Voter approval in 2001 of Proposition 15 (Texas constitutional amendment) and enactment of legislation by the 77th Legislature in 2001 created the Texas Mobility Fund. In particular, Article III, Section 49-k of the Texas Constitution (the "Constitutional Provision") created the Texas Mobility Fund within the treasury of the State of Texas.
House Bill 122, which was enacted during the regular session of the 84th Legislature and became effective on June 10, 2015, provides that no additional program obligations may be issued or incurred after Jan. 1, 2015, except for obligations issued to refund outstanding obligations to provide savings to the state. Additionally, HB 122 provides that money in the Mobility Fund, in excess of the amounts required by the proceedings authorizing obligations and credit agreements to be retained on deposit, may not be used for toll roads.
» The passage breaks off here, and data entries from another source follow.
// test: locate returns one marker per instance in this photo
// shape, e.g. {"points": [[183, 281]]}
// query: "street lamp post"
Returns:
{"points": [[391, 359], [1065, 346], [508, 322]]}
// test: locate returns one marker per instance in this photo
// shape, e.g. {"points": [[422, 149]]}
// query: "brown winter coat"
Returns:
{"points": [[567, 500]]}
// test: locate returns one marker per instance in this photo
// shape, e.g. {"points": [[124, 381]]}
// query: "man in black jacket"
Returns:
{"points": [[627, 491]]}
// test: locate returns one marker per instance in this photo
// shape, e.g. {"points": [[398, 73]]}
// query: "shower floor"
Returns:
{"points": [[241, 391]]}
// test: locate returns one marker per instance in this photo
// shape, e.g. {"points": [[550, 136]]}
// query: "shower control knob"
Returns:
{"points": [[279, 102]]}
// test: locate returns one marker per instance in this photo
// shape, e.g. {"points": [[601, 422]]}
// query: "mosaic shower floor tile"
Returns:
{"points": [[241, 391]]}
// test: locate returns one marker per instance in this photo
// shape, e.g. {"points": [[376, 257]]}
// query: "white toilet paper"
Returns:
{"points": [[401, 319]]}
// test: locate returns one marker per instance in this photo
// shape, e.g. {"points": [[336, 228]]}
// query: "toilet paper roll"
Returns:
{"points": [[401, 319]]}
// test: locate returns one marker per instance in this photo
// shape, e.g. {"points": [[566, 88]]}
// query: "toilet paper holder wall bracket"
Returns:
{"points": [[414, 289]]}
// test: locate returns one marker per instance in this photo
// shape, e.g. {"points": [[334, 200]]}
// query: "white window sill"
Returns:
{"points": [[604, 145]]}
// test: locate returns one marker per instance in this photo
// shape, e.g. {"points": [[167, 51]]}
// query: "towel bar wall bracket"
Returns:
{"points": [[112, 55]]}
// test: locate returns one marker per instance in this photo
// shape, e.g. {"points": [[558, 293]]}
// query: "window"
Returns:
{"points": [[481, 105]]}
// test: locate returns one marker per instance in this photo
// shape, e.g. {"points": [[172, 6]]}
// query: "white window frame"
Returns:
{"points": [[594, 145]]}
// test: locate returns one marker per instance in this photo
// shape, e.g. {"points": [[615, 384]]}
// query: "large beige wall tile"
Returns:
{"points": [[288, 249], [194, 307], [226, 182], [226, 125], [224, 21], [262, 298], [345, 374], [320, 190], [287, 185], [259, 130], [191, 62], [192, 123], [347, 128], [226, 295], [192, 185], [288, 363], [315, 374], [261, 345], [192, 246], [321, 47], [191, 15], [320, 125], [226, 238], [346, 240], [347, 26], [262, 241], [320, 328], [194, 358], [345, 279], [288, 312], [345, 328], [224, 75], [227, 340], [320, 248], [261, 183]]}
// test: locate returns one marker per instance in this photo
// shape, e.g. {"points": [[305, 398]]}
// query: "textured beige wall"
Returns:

The creation of the Mobility Fund allowed TxDOT to issue bonds secured by future revenue. This allowed the acceleration of mobility projects throughout the state.
The Mobility Fund is administered by the Texas Transportation Commission (the Commission) as a revolving fund to provide a method of financing for the construction, reconstruction, acquisition and expansion of state highways, including costs of any necessary design and costs of acquisition of rights-of-way, as determined by the Commission in accordance with standards and procedures established by law.
Moneys in the Mobility Fund may also be used to provide state participation in the payment of a portion of the costs of constructing and providing publicly owned toll roads and other public transportation projects in accordance with procedures, standards and limitations established by law.
Legislation enacted under the Constitutional Provision authorized the Commission to issue and sell obligations of the state and enter into related credit agreements that are payable from and secured by a pledge of and a lien on all or part of the money on deposit in the Mobility Fund.